People think they "don't do anything" because they don't wave their arms or make any obvious signals. Well that's because under the terms stipulated by FIFA, they're not allowed to. (Why not? Goodness knows, but you'd be excused for thinking it was some kind of Blatter power play.) But they do communicate continually with the referee via
radio and they've caught plenty of decisions that would otherwise have been missed. They also act as a huge deterrent, as evidenced by the greater number of headed goals and goals from set pieces.
It's time for Platini and Blatter to put this "either/or" mentality to one side. If they're worth having, there is no reason we can’t have both. They don't interfere with each other; they complement each other. Whatever political beefs may or may not exist between the two men, leave them out of this discussion.

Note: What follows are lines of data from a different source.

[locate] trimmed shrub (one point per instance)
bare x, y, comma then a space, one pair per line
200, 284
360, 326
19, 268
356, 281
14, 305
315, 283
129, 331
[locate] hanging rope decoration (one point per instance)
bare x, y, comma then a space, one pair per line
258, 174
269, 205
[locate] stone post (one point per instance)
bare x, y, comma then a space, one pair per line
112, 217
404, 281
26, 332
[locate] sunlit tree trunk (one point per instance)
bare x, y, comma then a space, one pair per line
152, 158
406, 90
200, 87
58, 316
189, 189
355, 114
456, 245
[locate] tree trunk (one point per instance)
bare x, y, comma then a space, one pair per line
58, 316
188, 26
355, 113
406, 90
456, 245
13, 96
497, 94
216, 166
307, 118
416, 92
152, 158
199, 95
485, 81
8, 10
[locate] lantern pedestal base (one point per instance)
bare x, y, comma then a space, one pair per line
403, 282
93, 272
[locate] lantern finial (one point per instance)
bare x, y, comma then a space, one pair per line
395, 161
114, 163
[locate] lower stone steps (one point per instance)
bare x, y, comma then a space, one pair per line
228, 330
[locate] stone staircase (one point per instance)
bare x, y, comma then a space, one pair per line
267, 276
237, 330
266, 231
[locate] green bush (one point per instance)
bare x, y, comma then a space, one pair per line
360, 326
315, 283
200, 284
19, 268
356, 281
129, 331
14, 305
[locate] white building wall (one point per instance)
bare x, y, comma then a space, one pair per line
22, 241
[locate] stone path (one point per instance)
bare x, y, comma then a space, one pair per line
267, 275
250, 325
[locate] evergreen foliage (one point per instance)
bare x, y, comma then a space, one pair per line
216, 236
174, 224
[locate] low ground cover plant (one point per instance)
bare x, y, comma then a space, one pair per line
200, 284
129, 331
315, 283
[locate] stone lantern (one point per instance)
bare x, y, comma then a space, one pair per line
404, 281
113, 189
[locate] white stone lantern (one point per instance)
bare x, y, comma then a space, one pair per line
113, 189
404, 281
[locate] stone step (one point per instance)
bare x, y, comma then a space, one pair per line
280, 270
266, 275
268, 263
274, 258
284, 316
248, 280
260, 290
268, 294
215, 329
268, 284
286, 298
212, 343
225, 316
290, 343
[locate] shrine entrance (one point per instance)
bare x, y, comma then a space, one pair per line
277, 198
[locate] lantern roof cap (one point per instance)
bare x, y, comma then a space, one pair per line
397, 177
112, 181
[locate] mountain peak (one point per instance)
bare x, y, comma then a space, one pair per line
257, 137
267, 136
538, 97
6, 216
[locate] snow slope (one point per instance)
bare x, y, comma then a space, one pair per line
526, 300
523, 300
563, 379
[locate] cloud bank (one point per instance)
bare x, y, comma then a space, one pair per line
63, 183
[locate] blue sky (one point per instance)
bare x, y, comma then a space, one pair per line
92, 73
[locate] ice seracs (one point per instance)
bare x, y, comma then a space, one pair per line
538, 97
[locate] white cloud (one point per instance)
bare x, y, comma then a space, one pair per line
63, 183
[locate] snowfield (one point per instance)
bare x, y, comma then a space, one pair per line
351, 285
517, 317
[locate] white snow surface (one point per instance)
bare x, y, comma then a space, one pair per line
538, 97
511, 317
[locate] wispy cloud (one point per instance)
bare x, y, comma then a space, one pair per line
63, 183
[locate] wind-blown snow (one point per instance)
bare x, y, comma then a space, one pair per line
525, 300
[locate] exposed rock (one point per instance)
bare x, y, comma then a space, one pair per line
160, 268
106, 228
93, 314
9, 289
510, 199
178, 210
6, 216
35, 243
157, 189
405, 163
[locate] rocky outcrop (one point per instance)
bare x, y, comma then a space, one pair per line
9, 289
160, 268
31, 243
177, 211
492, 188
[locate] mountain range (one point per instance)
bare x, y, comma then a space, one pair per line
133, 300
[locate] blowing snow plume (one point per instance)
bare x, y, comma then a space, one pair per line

For the good of the game -- which, funnily enough, happens to be FIFA's slogan.
In March, FIFA also approved the use of what it calls "vanishing spray." You may have seen it in South America and elsewhere. The referee has a little can of white spray that he uses to draw a line 10 yards from the spot of a free kick to ensure there is no encroachment from the wall. After a minute or so, the line vanishes.
This one is an absolute no-brainer but it has been sort of lost in the shuffle. In UEFA competitions and indeed in most European leagues, the 10-yard distance is rarely observed. The referee pushes the wall back and the second his back is turned, the players advance. With a white line, this wouldn't be happening, and with the wall consistently 10 yards back, we'd likely see more goals.
I know it's not Platini's pet project but -- guess what? -- occasionally FIFA comes up with common-sense solutions too. There is no reason this shouldn't be adopted tomorrow at every level of the game.